Il risultato di PSI-BLAST riporta in basso una lista di sequenze presenti nel database selezionato, che più rassomigliamo alla sequenza di partenza.

Guardando il risultato, sapresti dire per quale proteina codifica il cDNA che hai scelto?

Allineamento multiplo

Prova ad allineare le prime 8 proteine più simili alla tua utilizzando CLUSTALW e verifica se esistono domini conservati. Per farlo, devi estrarre le proteine dalla banca dati: ripeti queste operazioni per ciascuna delle proteine da estrarre:

• nell’output di PSI-BLAST, copia l’AC della proteina di interesse (che è la prima parola dopo il nome “uniprotsprot:”, per esempio HRDD_STRVF);
• dalla pagina di proteine di CAPRI scegliere dal menù File la voce “Retrive by AC” , inserisci l’AC che hai copiato nel campo della finestra di dialogo e clicca su ok
• la sequenza si aprirà in formato FASTA in una finestra di CAPRI : copiala in un file di testo e salvala sul tuo computer, TOGLIENDO LA SIGLA ‘uniprot|’ DOPO IL SEGNO DI MAGGIORE (per esempio uniprot|P77951|).

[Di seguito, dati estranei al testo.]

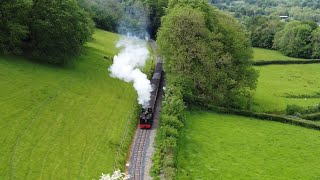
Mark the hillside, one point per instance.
(280, 85)
(62, 122)
(216, 146)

Inserisci in una pagina di CAPRI per proteine le 8 sequenze scelte più quella di partenza in formato FASTA. Seleziona dal menù Align il programma ClustalW. La dialog-box successiva permette di specificare alcuni parametri e in particolare la matrice da usare. Usa i parametri di default e clicca su OK per ottenere il risultato. Una volta ottenuto l’allineamento multiplo, seleziona dal menù Display il programma Pretty che ti consentirà di visualizzarlo a colori e, lasciando tutti i paramentri di default, clicca su OK: con le frecce potrai navigare lungo l’allineamento.

Cosa osservi ? Esistono regioni a tuo avviso conservate?

E’ conservato l’N terminale delle proteine? Ed il C-terminale?